The question remains as to why the categories of Conceptual and female writers need overlap. In her introduction, Caroline Bergvall makes a compelling case for the two as linked due to the “existential dilemma” of female writers being inextricably linked to the impulse towards Conceptual writing in the late twentieth century. Beginning with a consideration of Kathy Acker’s practice (the negation of her own voice through plagiarism), Bergvall writes that this literary mode is “a way out of a societal status quo that must silence or symptomatize the female, minoritarian or differential writer.” She points to the feminine-conceptual connection, arguing that “conceptual methods paired with psychoanalytic and specifically feminine investigations have provided an ideal combination to seek out the somatic, cognitive and symbolic bases for language and gender development.” Whether or not we believe the argument that gender fundamentally influences the way we experience and use language, the idea is certainly an appealing way to understand this book’s chaotic, unwieldy energy.
The anthology frequently explains itself as an ameliorative action against a history of exclusion. . . .
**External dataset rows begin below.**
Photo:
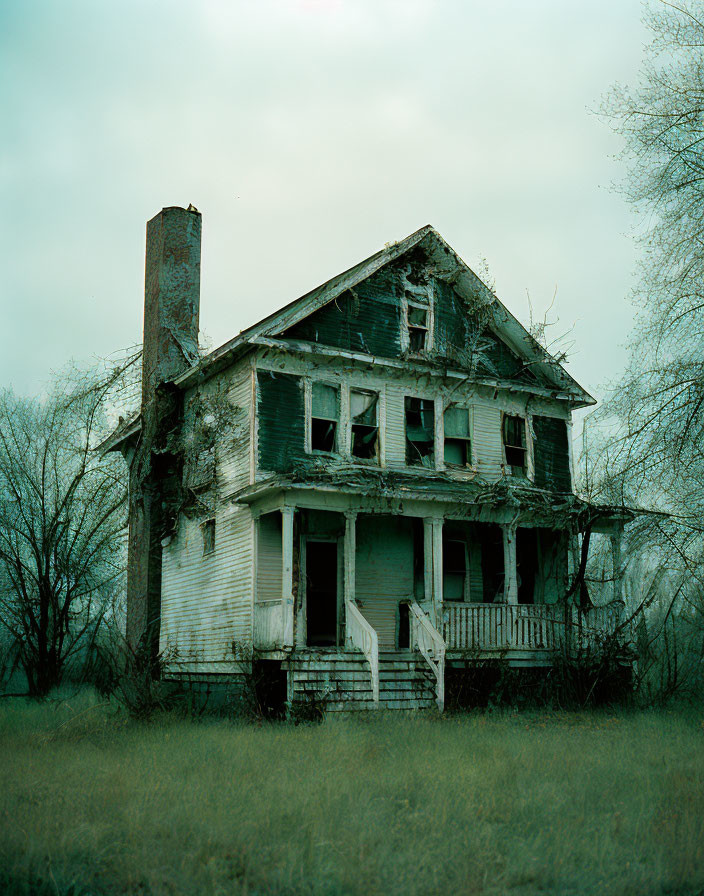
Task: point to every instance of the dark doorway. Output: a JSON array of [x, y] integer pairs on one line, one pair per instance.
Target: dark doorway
[[321, 593], [526, 562], [491, 540]]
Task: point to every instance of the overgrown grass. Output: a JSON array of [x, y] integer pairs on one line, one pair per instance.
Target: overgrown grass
[[571, 804]]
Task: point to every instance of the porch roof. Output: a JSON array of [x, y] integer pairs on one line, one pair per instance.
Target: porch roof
[[385, 490]]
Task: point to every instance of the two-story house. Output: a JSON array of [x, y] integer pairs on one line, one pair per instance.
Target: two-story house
[[370, 484]]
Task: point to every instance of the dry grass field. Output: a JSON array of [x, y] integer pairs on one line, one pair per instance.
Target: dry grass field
[[92, 803]]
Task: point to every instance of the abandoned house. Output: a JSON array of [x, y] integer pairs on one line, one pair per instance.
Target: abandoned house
[[364, 489]]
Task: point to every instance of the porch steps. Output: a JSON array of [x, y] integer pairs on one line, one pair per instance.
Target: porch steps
[[343, 680]]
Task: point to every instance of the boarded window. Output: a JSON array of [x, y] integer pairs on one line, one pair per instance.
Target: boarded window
[[420, 432], [364, 413], [417, 328], [515, 441], [458, 437], [454, 566], [325, 415], [208, 530]]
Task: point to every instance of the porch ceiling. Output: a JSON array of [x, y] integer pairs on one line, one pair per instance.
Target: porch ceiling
[[383, 491]]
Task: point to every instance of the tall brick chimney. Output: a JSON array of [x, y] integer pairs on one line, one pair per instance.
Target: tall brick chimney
[[170, 346]]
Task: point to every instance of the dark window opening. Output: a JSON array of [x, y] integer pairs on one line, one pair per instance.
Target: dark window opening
[[208, 536], [417, 328], [325, 414], [458, 444], [526, 564], [419, 560], [454, 568], [321, 593], [364, 411], [404, 625], [420, 432], [515, 441]]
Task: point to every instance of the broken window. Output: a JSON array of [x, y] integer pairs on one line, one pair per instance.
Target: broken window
[[458, 438], [418, 304], [208, 530], [420, 432], [364, 413], [325, 414], [454, 566], [515, 441]]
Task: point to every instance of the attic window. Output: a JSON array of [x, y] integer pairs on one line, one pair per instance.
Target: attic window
[[364, 413], [325, 415], [458, 438], [515, 441], [208, 530], [420, 432]]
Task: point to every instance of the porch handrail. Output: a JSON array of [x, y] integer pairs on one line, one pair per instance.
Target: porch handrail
[[432, 645], [363, 636]]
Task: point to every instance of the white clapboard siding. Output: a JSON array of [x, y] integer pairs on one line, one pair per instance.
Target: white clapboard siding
[[207, 600], [384, 572], [488, 449]]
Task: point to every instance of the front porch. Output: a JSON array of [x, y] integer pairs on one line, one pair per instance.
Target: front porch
[[365, 583]]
Yet Corrigan goes on to write that many of the included works don’t actually fit the anthology’s brand, noting the odd exclusions of writers like Divya Victor, Trisha Low, Holly Melgard, and Kristen Gallagher. These lapses are not all bad, though:
The lack of editorial restriction allows the fissures to show in an anthology ostensibly meant to portray a unified front, and these fissures let the book communicate more about the state of the avant-garde, and about writing as women, than a polished nonexpressive text ever could. The poet Kim Rosenfield has one of the last entries in the volume. In her statement on conceptualism, she writes: “IT IS A WORLD OF MIRRORS. IT IS A USELESS AND OBSCURING FICTION THAT THERE IS A WORLD.”